The same holds true for large contract buyers like Wal-Mart .

They (the manufacturers) )do not make special cheap guns,or seconds type products to sell. At least not on purpose.

Remllez
May 8, 2012, 08:36 AM
Not likely, someones a** is responsible in the end and knowingly selling a defective firearm would make them a sitting duck!! There aren't two sets of manufacturing plans, one for sub-par guns and one for full price guns.

Defective guns are fixed, scrapped or destroyed. Any other option is a lawsuit waiting to happen. Gun manufacturers simply can't afford to knowingly sell defective designs, one such incident could cost the company potential bankruptcy from lawsuits.

gfpd707
May 8, 2012, 08:46 AM
Exactly. Question answered close the thread.

Bubbles
May 8, 2012, 09:57 AM
Exactly. Question answered close the thread.

Not even close.

First, with the high demand QC is taking a hit, and a lot more "dogs" are hitting the street than normal.

Second, distributors and retailers don't test-fire guns. A "NIB" gun can pass through several FFL's before you purchase it. If you have a warranty issue you need to deal with the manufacturer or one of their approved repair shops, otherwise you risk voiding any warranty.

Davidson's (a distributor) does have a policy where if the retailer purchases from them and there is a problem with the gun, you can return the faulty gun to them and they will replace it.

sansone
May 8, 2012, 10:56 AM
your local FFL buys from a wholesale distributor not the manufacturer. Some distributors will take a gun back and replace it. Online retailers usually state the return policy somewhere on the website, call them and ask, if you don't like what they say, buy local

drsfmd
May 8, 2012, 11:49 PM
your local FFL buys from a wholesale distributor not the manufacturer.

Maybe YOUR'S does, but most shops get at least some of their brands direct... they pay dealers fees and get discounts in exchange.

Of course, you don't buy one at a time direct, you buy 20, 50, 100 or some pre-determined amount of money's worth.

CZguy
May 9, 2012, 12:09 AM
New, sub-par firearms from online retailers?

That's how rumors get started. :D

It's a legitimate concern, but not true. If you are concerned about receiving a new firearm that's defective, then buy from your LGS. In the event of a problem they will mail it back for you.

medalguy
May 9, 2012, 12:29 AM
Certainly. Can you imagine the negative press they would have if lots of people started posting on the forums that "My Smith & Colt Arsenal automatic revolver that I bought from Joe's gun Shop is a piece of junk, and seven of my best buddies have the same problem with the same gun." What would that kind of negativity take to overcome? How many full-page ads in The American Rifleman or Field & Stream? No way they purposely release any kind of defective gun.

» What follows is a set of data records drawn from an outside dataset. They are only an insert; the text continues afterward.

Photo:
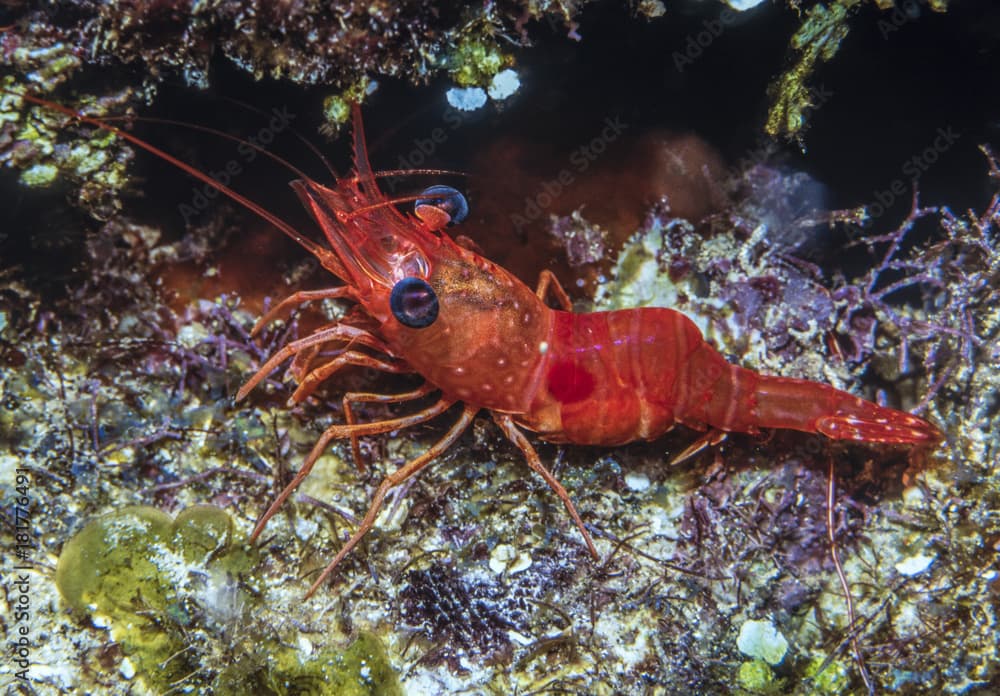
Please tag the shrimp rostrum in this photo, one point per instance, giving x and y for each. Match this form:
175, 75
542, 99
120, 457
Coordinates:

I've never had occasion to use the warranty on a gun, but I'd wager that just about all warranty problems will have to be fixed/replaced by the manufacturer. Distributors are resellers, not usually repair stations.

peacebutready
May 9, 2012, 01:45 AM
CZguy:

I wouldn't want to start an unjust or unsubstantiated rumor, that's why I was careful not to name the manufacturers of the 1911's or the online retailer.


medalguy:

Judging from forums, I've wondered if one my firearm models became known to the manufacturer as defective after they released them but didn't do a recall or work more with the consumer. A lot of people have really slammed this manufacturer. Now I have to do some research into the "implied warranties" of my state before sending it in. I'm going to demand a refund, new one, or other model that is reliable and pay the difference.

TennJed
May 9, 2012, 03:16 AM
How would they even handle getting the defective guns to the online stores? Are NIB guns even tested enough at the factory to seperate the "good" from the "bad"?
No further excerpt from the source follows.